Appendix F. Quick reference card
Project: bsp-prod · Region: us-central1 · Zone: us-central1-a · VM: nexus-vm · IP: 34.55.179.122
SSH today: ssh -i ~/.ssh/google_compute_engine dovew@34.55.179.122 · SSH bulletproof: gcloud compute ssh nexus-vm --zone=us-central1-a --tunnel-through-iap
Daily ops loop: systemctl status nexus.service context-harness.service · journalctl -u nexus.service -n 100 · df -h · free -m
Backup verification: gcloud storage ls gs://bsp-nexus-backups/daily/ | tail -3 · gcloud compute snapshots list --filter="name~nexus-daily" --sort-by=~creationTimestamp --limit=3
Read a secret: gcloud secrets versions access latest --secret=NAME
Tail logs: gcloud logging read 'resource.type="gce_instance"' --limit=50 --order=desc --format="value(timestamp,severity,jsonPayload.message)"

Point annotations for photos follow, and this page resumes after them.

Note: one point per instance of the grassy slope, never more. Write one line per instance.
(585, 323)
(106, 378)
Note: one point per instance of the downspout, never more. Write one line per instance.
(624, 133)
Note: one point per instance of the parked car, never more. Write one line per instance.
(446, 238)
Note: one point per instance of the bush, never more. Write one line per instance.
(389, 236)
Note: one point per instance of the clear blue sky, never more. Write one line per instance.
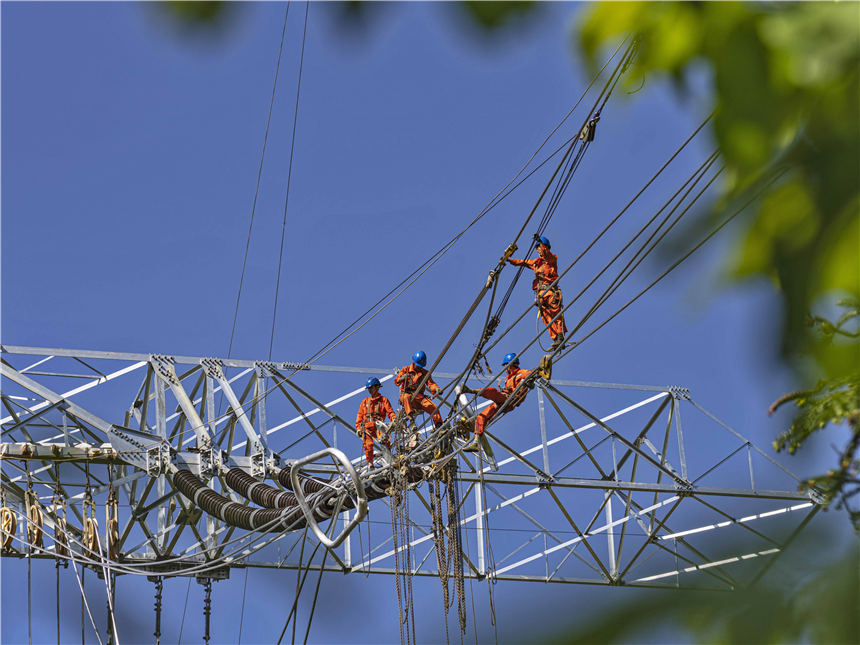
(129, 159)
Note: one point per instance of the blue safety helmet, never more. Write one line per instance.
(371, 382)
(510, 358)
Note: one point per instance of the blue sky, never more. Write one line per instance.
(129, 159)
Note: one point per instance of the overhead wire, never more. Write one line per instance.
(455, 381)
(259, 177)
(701, 243)
(589, 121)
(557, 354)
(417, 273)
(289, 178)
(495, 272)
(494, 201)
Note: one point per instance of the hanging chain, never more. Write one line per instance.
(455, 543)
(207, 608)
(159, 586)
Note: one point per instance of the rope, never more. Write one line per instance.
(676, 263)
(494, 201)
(259, 177)
(316, 595)
(184, 609)
(207, 608)
(455, 382)
(242, 612)
(289, 178)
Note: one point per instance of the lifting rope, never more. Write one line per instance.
(259, 177)
(494, 201)
(289, 178)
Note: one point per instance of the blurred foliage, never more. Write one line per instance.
(203, 17)
(785, 82)
(786, 87)
(822, 609)
(832, 401)
(491, 15)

Cost dashboard: Console → Billing → Reports, group by SKU · Status: status.cloud.google.com
Incident first 5 minutes: (1) confirm symptom, (2) check status page, (3) gcloud compute instances describe nexus-vm, (4) Logs Explorer severity>=ERROR, (5) Connectivity Test from Cloudflare CIDR.
DR command: see Section 15.12 fast rebuild script.
Bulletproof rule: never the fast option, always best practice. Read first, build second. Receipts not narration.